Hubungan dengan 104:2 berjalan lewat akar yang sama. Akar kata mengira dan akar kata menghitung bertetangga dalam bahasa Arab, sebab keduanya adalah pekerjaan menyimpulkan sesuatu dari angka. Orang yang sibuk menghitung tumpukannya sedang menyimpulkan sesuatu darinya, dan yang disimpulkannya di sini adalah bahwa tumpukan itu menahan hidupnya. Tiga ayat pertama surah ini karena itu tersusun menurun: mulutnya bekerja, tangannya menumpuk, lalu pikirannya menarik kesimpulan.
Bandingkan dengan 7:176, tempat bentuk kata kerja yang sama dipakai untuk orang yang mencondongkan diri kepada bumi. Kedua ayat menggambarkan gerakan yang sama, yaitu melekatkan diri kepada yang tidak menetap. Yang berbeda cuma arah kalimatnya, dan di sini arahnya dibalik sehingga hartanya yang seakan mengerjakan sesuatu kepada dirinya.
Renungan dan Hikmah
- Allah menyebut sangkaannya, bukan ucapannya. Tidak dikatakan bahwa ia berkata demikian; dikatakan bahwa ia mengira demikian. Perbedaan itu menentukan, sebab orang yang mengucapkannya bisa dibantah dengan kalimat, sedangkan orang yang cuma mengiranya tidak pernah sampai kepada tahap harus membelanya. Sangkaan yang tidak pernah diucapkan juga tidak pernah diuji, dan karena itu bisa bertahan seumur hidup tanpa sekali pun berhadapan dengan bantahan.
- Yang disangka bukan kenyamanan, bukan kemudahan, dan bukan keselamatan dari kesulitan, melainkan kekekalan. Akar kata yang dipakai Allah di sini dipakai di 86 ayat lain, dan hampir seluruhnya untuk menyebut kekal di dalam surga atau kekal di dalam neraka. Jadi yang dipinjamkan kepada harta di ayat ini adalah pekerjaan yang di seluruh Al-Qur'an cuma menjadi urusan akhirat, dan pinjaman itu terjadi satu kali saja. Yang dipinjami tidak pernah sanggup mengembalikannya.
- Akar kata mengira dan akar kata menghitung bertetangga dalam bahasa Arab, sebab keduanya adalah pekerjaan menyimpulkan sesuatu dari angka.

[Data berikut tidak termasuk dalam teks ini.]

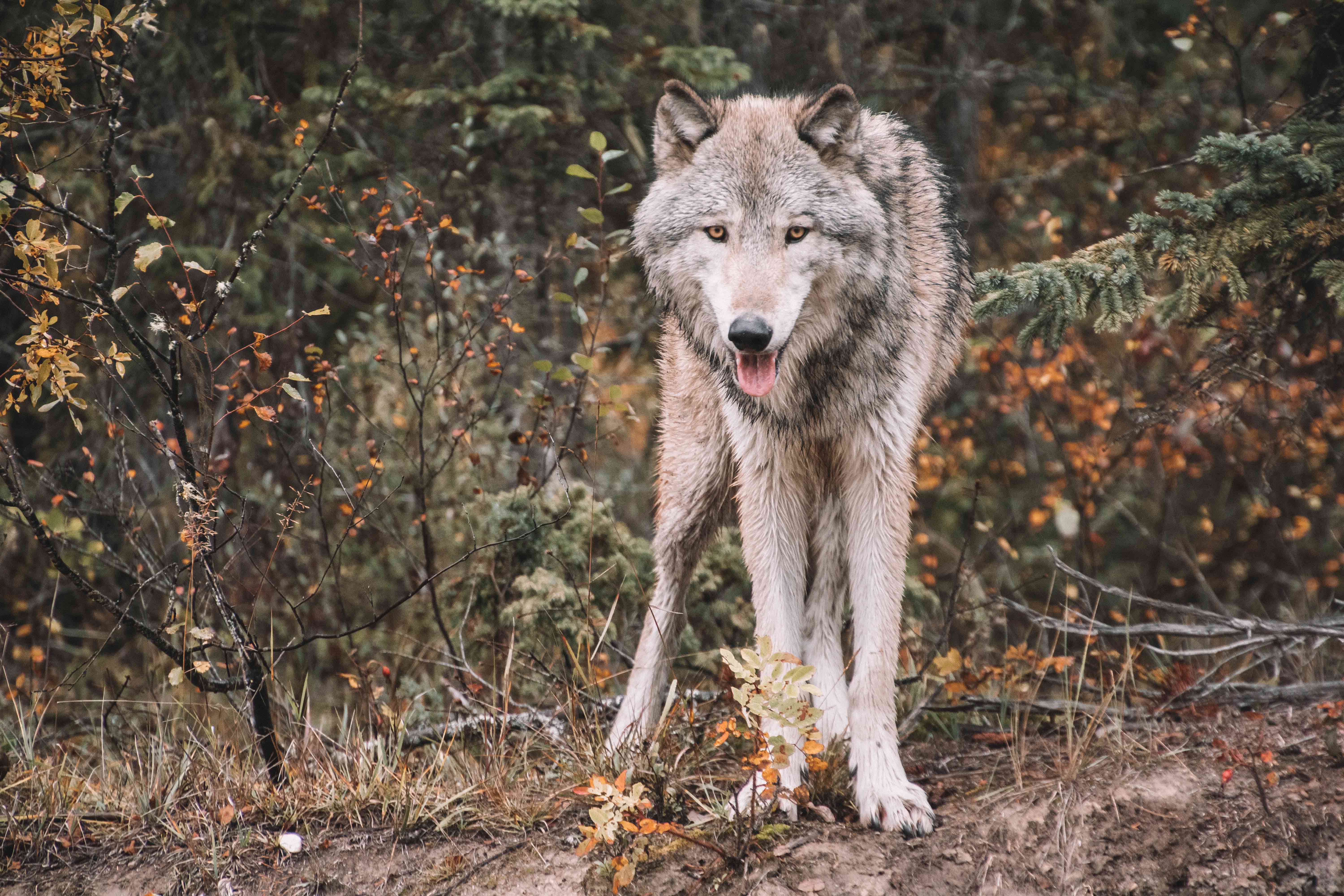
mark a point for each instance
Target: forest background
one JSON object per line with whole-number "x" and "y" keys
{"x": 331, "y": 382}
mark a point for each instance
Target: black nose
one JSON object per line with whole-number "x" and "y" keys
{"x": 751, "y": 334}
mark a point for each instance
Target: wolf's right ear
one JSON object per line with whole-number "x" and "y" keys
{"x": 681, "y": 124}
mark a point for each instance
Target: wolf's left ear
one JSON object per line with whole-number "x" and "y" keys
{"x": 681, "y": 124}
{"x": 831, "y": 121}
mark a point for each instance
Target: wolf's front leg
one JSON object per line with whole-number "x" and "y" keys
{"x": 776, "y": 491}
{"x": 876, "y": 485}
{"x": 825, "y": 616}
{"x": 696, "y": 475}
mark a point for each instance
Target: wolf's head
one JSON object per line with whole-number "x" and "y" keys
{"x": 753, "y": 211}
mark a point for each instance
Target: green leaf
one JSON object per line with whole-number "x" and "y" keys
{"x": 149, "y": 254}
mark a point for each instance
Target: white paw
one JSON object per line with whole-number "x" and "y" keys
{"x": 885, "y": 799}
{"x": 753, "y": 792}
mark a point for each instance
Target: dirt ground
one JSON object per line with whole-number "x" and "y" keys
{"x": 1142, "y": 813}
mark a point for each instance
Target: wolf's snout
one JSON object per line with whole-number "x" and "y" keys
{"x": 751, "y": 334}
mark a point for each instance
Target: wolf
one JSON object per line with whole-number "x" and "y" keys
{"x": 810, "y": 260}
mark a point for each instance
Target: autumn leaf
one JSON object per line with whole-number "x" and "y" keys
{"x": 946, "y": 666}
{"x": 147, "y": 256}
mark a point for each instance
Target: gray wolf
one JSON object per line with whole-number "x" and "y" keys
{"x": 815, "y": 279}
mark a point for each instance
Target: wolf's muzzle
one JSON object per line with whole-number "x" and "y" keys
{"x": 751, "y": 334}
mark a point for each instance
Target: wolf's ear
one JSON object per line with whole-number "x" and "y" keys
{"x": 681, "y": 124}
{"x": 831, "y": 121}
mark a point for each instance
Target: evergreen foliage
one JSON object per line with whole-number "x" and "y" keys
{"x": 1277, "y": 217}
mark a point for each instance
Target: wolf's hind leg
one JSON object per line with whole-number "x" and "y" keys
{"x": 877, "y": 481}
{"x": 823, "y": 616}
{"x": 696, "y": 473}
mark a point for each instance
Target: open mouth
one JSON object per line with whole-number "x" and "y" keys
{"x": 756, "y": 373}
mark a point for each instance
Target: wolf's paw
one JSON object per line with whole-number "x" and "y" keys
{"x": 897, "y": 805}
{"x": 741, "y": 803}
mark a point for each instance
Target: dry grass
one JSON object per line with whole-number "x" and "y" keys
{"x": 183, "y": 778}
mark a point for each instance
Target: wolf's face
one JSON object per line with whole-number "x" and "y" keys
{"x": 749, "y": 221}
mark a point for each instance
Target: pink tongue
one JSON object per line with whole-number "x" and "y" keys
{"x": 756, "y": 373}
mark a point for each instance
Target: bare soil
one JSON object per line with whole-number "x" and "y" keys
{"x": 1143, "y": 813}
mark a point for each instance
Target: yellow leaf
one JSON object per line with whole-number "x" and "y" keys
{"x": 950, "y": 663}
{"x": 149, "y": 254}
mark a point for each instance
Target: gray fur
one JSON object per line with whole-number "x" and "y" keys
{"x": 868, "y": 312}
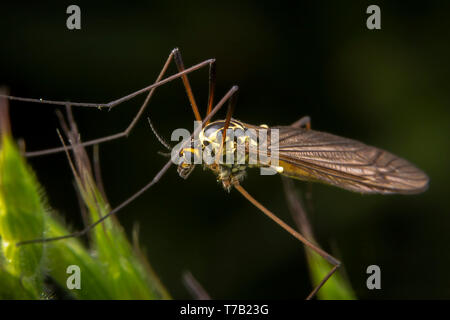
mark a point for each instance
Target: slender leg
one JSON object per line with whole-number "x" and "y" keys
{"x": 114, "y": 103}
{"x": 212, "y": 87}
{"x": 336, "y": 263}
{"x": 157, "y": 177}
{"x": 230, "y": 110}
{"x": 180, "y": 65}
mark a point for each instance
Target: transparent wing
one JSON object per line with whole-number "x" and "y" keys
{"x": 349, "y": 164}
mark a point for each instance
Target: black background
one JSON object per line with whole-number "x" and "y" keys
{"x": 388, "y": 88}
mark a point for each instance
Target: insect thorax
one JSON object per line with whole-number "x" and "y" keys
{"x": 240, "y": 145}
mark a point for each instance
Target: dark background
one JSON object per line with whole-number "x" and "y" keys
{"x": 387, "y": 88}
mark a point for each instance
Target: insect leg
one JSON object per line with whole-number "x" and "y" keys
{"x": 212, "y": 86}
{"x": 156, "y": 178}
{"x": 336, "y": 263}
{"x": 180, "y": 65}
{"x": 112, "y": 104}
{"x": 230, "y": 110}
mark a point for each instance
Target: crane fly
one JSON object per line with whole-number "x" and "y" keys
{"x": 310, "y": 155}
{"x": 303, "y": 153}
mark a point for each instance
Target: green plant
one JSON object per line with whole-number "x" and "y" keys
{"x": 111, "y": 268}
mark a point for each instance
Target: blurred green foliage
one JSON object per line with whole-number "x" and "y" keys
{"x": 110, "y": 269}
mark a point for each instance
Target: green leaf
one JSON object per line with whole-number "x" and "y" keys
{"x": 111, "y": 269}
{"x": 336, "y": 288}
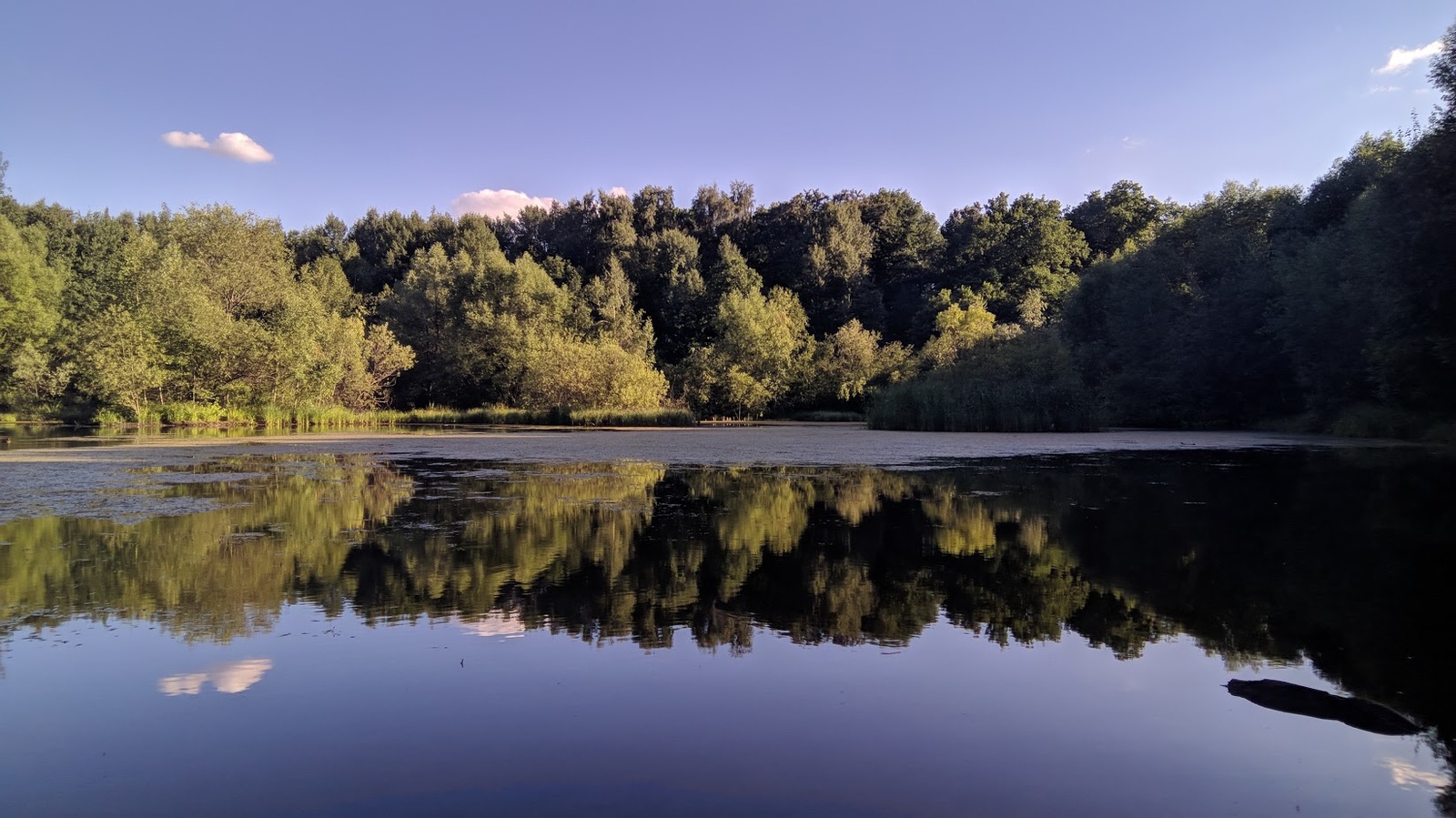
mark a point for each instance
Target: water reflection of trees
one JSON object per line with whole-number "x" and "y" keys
{"x": 1330, "y": 558}
{"x": 210, "y": 575}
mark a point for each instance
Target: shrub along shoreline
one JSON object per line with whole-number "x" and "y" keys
{"x": 208, "y": 415}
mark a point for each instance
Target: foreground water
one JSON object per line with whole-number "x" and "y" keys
{"x": 744, "y": 621}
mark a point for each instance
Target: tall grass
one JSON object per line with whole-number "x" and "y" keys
{"x": 1019, "y": 385}
{"x": 319, "y": 418}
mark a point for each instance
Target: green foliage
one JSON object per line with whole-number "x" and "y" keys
{"x": 1024, "y": 383}
{"x": 1008, "y": 249}
{"x": 757, "y": 356}
{"x": 1252, "y": 306}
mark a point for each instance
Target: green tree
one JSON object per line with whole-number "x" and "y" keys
{"x": 1009, "y": 249}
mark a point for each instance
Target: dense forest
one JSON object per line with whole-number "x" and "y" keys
{"x": 1330, "y": 308}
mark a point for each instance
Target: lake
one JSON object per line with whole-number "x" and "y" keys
{"x": 774, "y": 621}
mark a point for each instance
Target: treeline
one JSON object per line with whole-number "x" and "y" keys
{"x": 1331, "y": 308}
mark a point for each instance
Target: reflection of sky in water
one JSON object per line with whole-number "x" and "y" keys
{"x": 494, "y": 625}
{"x": 228, "y": 677}
{"x": 682, "y": 638}
{"x": 399, "y": 716}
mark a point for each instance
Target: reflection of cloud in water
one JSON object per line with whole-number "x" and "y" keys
{"x": 494, "y": 625}
{"x": 228, "y": 677}
{"x": 1405, "y": 774}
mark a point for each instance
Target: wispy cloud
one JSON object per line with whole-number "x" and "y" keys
{"x": 1405, "y": 774}
{"x": 230, "y": 146}
{"x": 1402, "y": 58}
{"x": 228, "y": 677}
{"x": 497, "y": 203}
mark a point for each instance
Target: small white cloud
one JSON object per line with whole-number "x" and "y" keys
{"x": 232, "y": 146}
{"x": 228, "y": 677}
{"x": 1402, "y": 58}
{"x": 497, "y": 203}
{"x": 178, "y": 138}
{"x": 1405, "y": 774}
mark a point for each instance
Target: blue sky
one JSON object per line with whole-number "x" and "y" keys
{"x": 410, "y": 106}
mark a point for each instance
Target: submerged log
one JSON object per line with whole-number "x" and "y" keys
{"x": 1298, "y": 699}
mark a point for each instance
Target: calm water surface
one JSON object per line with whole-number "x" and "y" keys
{"x": 237, "y": 632}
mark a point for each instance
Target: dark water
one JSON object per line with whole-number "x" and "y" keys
{"x": 1034, "y": 636}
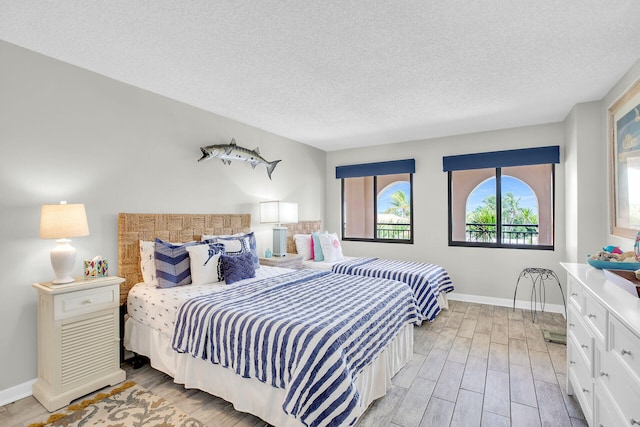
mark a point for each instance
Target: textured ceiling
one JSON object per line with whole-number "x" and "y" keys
{"x": 339, "y": 74}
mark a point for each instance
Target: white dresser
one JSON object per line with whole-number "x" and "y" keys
{"x": 78, "y": 339}
{"x": 603, "y": 348}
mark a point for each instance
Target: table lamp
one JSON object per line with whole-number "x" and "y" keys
{"x": 62, "y": 222}
{"x": 279, "y": 213}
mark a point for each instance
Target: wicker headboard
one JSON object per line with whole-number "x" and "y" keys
{"x": 169, "y": 227}
{"x": 302, "y": 227}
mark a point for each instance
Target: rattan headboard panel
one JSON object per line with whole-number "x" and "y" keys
{"x": 169, "y": 227}
{"x": 302, "y": 227}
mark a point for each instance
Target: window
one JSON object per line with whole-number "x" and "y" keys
{"x": 502, "y": 199}
{"x": 377, "y": 201}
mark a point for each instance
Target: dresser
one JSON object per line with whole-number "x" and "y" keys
{"x": 78, "y": 339}
{"x": 603, "y": 348}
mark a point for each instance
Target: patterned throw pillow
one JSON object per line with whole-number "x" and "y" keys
{"x": 316, "y": 248}
{"x": 172, "y": 264}
{"x": 148, "y": 262}
{"x": 303, "y": 246}
{"x": 238, "y": 267}
{"x": 205, "y": 263}
{"x": 331, "y": 247}
{"x": 247, "y": 243}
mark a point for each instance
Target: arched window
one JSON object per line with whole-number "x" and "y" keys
{"x": 519, "y": 212}
{"x": 503, "y": 198}
{"x": 377, "y": 201}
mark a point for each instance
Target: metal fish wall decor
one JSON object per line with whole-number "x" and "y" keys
{"x": 231, "y": 151}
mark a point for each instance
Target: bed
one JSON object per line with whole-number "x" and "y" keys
{"x": 328, "y": 361}
{"x": 430, "y": 282}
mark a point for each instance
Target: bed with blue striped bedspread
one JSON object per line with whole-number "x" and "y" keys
{"x": 308, "y": 332}
{"x": 426, "y": 280}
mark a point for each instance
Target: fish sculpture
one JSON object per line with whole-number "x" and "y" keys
{"x": 231, "y": 151}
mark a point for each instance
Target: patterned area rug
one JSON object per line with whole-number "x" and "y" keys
{"x": 127, "y": 405}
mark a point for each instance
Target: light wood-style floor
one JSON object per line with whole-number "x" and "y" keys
{"x": 475, "y": 365}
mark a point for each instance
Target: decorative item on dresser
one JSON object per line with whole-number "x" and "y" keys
{"x": 603, "y": 347}
{"x": 61, "y": 222}
{"x": 287, "y": 261}
{"x": 78, "y": 339}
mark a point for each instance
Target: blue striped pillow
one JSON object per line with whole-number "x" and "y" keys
{"x": 172, "y": 263}
{"x": 237, "y": 267}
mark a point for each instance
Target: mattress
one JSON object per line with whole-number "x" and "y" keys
{"x": 149, "y": 329}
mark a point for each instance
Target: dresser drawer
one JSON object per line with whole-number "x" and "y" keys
{"x": 625, "y": 393}
{"x": 580, "y": 339}
{"x": 576, "y": 294}
{"x": 582, "y": 383}
{"x": 606, "y": 412}
{"x": 626, "y": 345}
{"x": 86, "y": 301}
{"x": 596, "y": 315}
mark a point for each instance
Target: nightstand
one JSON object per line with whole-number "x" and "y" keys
{"x": 78, "y": 339}
{"x": 288, "y": 261}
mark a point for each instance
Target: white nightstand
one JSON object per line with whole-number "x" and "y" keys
{"x": 78, "y": 339}
{"x": 287, "y": 261}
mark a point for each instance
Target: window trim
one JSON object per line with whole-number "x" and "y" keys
{"x": 498, "y": 177}
{"x": 375, "y": 213}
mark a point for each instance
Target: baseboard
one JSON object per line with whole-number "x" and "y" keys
{"x": 503, "y": 302}
{"x": 17, "y": 392}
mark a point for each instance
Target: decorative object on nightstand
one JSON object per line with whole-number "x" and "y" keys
{"x": 286, "y": 261}
{"x": 78, "y": 339}
{"x": 62, "y": 222}
{"x": 279, "y": 213}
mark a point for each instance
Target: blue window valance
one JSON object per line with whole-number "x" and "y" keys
{"x": 500, "y": 159}
{"x": 379, "y": 168}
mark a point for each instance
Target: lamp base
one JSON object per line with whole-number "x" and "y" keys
{"x": 279, "y": 241}
{"x": 63, "y": 258}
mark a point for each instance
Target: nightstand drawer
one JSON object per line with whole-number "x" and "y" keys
{"x": 86, "y": 301}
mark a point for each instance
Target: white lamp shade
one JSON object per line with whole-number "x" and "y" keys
{"x": 278, "y": 212}
{"x": 63, "y": 221}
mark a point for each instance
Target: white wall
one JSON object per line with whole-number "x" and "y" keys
{"x": 489, "y": 273}
{"x": 616, "y": 92}
{"x": 69, "y": 134}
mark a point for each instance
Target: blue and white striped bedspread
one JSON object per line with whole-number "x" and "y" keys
{"x": 426, "y": 280}
{"x": 307, "y": 332}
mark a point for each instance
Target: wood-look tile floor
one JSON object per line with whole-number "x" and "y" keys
{"x": 475, "y": 365}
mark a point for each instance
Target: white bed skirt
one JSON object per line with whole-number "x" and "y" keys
{"x": 248, "y": 394}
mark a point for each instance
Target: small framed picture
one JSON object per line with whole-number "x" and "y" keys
{"x": 624, "y": 130}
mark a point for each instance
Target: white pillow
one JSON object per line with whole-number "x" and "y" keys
{"x": 148, "y": 262}
{"x": 303, "y": 245}
{"x": 204, "y": 261}
{"x": 331, "y": 249}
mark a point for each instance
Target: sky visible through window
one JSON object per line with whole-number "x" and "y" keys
{"x": 384, "y": 197}
{"x": 509, "y": 185}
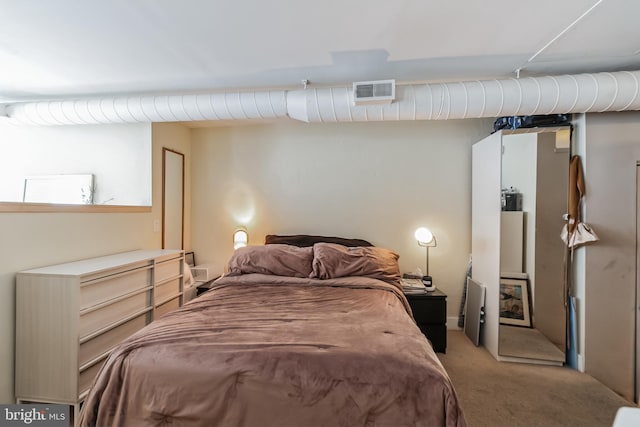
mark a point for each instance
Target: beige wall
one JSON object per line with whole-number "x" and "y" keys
{"x": 612, "y": 150}
{"x": 38, "y": 239}
{"x": 376, "y": 181}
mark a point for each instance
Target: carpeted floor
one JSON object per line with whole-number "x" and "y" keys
{"x": 501, "y": 394}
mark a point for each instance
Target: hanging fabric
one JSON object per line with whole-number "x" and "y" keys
{"x": 575, "y": 232}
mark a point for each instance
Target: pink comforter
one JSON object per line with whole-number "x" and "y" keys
{"x": 262, "y": 350}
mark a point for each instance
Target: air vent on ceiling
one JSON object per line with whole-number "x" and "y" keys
{"x": 374, "y": 92}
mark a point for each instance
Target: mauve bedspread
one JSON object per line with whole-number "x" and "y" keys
{"x": 261, "y": 350}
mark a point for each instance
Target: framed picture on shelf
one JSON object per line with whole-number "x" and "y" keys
{"x": 514, "y": 302}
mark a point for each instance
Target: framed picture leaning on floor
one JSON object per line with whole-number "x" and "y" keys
{"x": 514, "y": 302}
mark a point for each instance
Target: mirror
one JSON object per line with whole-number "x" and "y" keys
{"x": 172, "y": 199}
{"x": 535, "y": 181}
{"x": 92, "y": 167}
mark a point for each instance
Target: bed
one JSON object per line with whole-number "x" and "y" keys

Orang yang di ayat sebelumnya sibuk menghitung tumpukannya, di sini sedang menyimpulkan sesuatu darinya. Allah menyusun tiga ayat pertama surah ini menurun: mulutnya bekerja, tangannya menumpuk, lalu pikirannya menarik kesimpulan. Yang paling keliru justru langkah terakhir, dan langkah itu tidak akan ada tanpa dua langkah sebelumnya.
- Kata harta di ayat ini memuat kata ganti kepemilikan: hartanya, miliknya sendiri. Tiga ayat kemudian muncul penyandaran yang berbeda, yaitu api Allah. Surah ini menaruh dua kepemilikan itu berjarak tiga ayat tanpa menghubungkannya dengan satu kalimat pun. Yang disandarkan kepada dirinya sendiri ternyata tidak menolong, dan yang menanti disandarkan kepada Allah. Milik siapa yang akhirnya menentukan?
- Kata kerja pertamanya berbentuk sekarang, yaitu ia sedang mengira, sedangkan kata kerja di dalam sangkaannya berbentuk lampau, yaitu telah mengekalkannya. Jadi yang disangkanya bukan bahwa hartanya akan mengekalkannya nanti, melainkan bahwa hartanya sudah mengekalkannya sekarang. Allah menyatakan sangkaan itu sebagai perkara yang sudah selesai, dan bentuk selesai itulah yang membuatnya paling jauh dari kenyataan. Sesuatu yang dianggap sudah beres tidak pernah diperiksa lagi.
- Bentuk kata kerja yang sama dipakai di 7:176 untuk orang yang mencondongkan diri kepada bumi. Kedua ayat menggambarkan gerakan yang sama, yaitu melekatkan diri kepada yang tidak menetap, dan yang berbeda cuma arah kalimatnya. Di 7:176 orangnya yang condong; di sini hartanya yang seakan mengerjakan sesuatu kepada dirinya. Allah membalik arahnya justru untuk menunjukkan bahwa yang dianggap mengerjakan sesuatu itu sebenarnya tidak mengerjakan apa-apa. Yang dilekati diam saja, dan yang melekat menyangka dirinya dipegang.